Colour,  Daily photo

Is the next Kano Jigoro already on the mat?

Somewhere in the world, maybe the next Kano Jigoro is just born.

The frame is anchored by the portrait of Kano Jigoro, fixed above a rack of wooden weapons and a block wall of glass bricks. Everything above the tatami is controlled: symmetry, rhythm, grid. But the eye falls to the disorder below—the untied belts sprawled across the floor, soft, irregular, human.

I kept the shot wide to preserve the negative space. The belts are deliberately small in the frame. Their scale reflects their role: potential, not yet formed. They interrupt the formality of the upper half, resisting the architecture with an echo of movement. They’re not discarded. They’ve been used.

Light was uneven and mixed—fluorescent overhead and ambient spill. White balance was split intentionally. I leaned cool in the shadows to preserve tone separation between the floor and wall. Exposure favoured the highlights, which risks pushing the belts a stop down, but kept detail in the photo and sword rack.

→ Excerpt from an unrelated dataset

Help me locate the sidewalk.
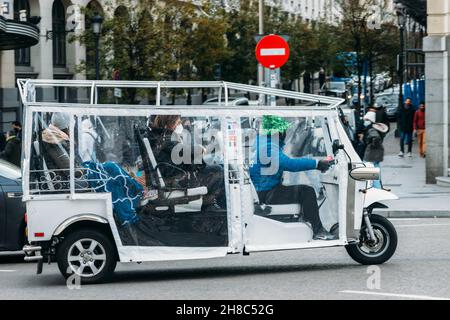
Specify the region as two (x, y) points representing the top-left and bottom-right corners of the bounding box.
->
(370, 123), (450, 218)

Compositionally, the division is strict. Top third: portrait and weapons. Bottom third: the mat. The middle sits empty. That gap matters. It creates a space for projection—who will fill it? I could have cropped tighter or stepped forward. I chose not to. The distance reinforces scale and silence.

Technically, the file holds up. Shot at f/5.6 to keep enough depth for the belts to stay legible while softening the background. ISO was raised, so some noise creeps into the darker corners, but not enough to compromise. The glass blocks reflect just enough ambient light to avoid going dead.

No post beyond minor contrast adjustment. I didn’t remove the scuff on the mat or the slight lean in the frame. Precision wasn’t the goal. The image documents a pause: the belt not yet retied, the space not yet filled. The teacher watches from above. The future waits below.